We discovered so many magnificence factoids whereas producing Allure‘s The Science of Beauty podcast (out there on Apple Podcasts, Spotify, or wherever you hear to podcasts) that we’ll by no means battle to make dinner-party dialog ever once more. For instance, do you know hair is liquid earlier than it sprouts in your head? Or that the phrase collagen is derived from the Greek phrase kolla, that means glue, as a result of its mainly accountable for holding our our bodies collectively?
Those kinds of anecdotes make for enjoyable celebration fodder, positive, however a tidbit that West Islip, New York-based board-certified dermatologist Kavita Mariwalla shared throughout our episode on physique hair has eternally modified the way in which we method one crucial — however not often-discussed — side of our magnificence routine: eradicating the hair above our higher lip. Let’s simply say our trusty face razor has been formally retired.
Mariwalla first outlined terminal versus vellus hair. The former kind is present in areas like your armpits and pubic area. It’s thicker and coarser than the skinny hair everywhere in the remainder of your physique — together with your face — which known as vellus hair.
But, “if you do a lot of shaving, for example, on your face, in some ethnicities [vellus hair] can actually turn into terminal hair,” she stated, noting this occurs most continuously to Middle Eastern and South Asian ladies. The phenomena — referred to as hypertrichosis, a thickening of the hair — sometimes occurs on the face and never, say, your legs. (“Facial hair follicles tend to respond to stimulus and hormones in a different way than the body does,” Mariwalla stated.) Shaving specifically can exacerbate this, as a result of — not like tweezing or waxing — it doesn’t take away hair on the follicle.

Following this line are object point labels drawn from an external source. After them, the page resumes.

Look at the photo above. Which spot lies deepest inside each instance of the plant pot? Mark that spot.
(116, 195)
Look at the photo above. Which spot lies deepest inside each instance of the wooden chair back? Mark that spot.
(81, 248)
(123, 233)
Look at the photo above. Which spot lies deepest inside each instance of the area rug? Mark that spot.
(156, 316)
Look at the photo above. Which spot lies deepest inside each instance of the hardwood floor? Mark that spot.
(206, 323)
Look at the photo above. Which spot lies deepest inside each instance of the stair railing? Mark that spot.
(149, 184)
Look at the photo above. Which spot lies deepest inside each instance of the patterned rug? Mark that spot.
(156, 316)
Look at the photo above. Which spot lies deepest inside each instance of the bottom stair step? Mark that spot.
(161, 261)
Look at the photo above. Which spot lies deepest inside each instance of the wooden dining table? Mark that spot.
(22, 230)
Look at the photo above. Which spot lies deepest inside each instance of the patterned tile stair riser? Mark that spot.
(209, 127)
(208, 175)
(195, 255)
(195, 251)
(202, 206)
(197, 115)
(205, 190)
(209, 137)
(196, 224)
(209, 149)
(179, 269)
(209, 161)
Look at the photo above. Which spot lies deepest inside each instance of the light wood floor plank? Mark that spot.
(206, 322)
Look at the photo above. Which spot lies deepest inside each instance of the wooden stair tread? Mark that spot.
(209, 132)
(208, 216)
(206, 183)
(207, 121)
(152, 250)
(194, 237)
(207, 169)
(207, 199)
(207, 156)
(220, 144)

And whether or not you are genetically predisposed to hypertrichosis or not, when you make the (very-personal) choice to take away the hair above your higher lip, you might have considered trying to rethink utilizing a razor for that very purpose. “When we shave with a razor, the ends of the hairs may become more blunt because they are cut on an angle,” says board-certified dermatologist Laurel Naversen Geraghty, who practices in Medford, Oregon. (Unrelated: You’ll undoubtedly need to take a look at her visitor look on The Science Beauty, throughout which she faculties us on skin-care acids.) “This can lead to a coarse feeling as the hairs regrow, because rather than a soft, tapered hair tip, there is a more blunt or angled end to the hair.” As in: You’re left with stubble.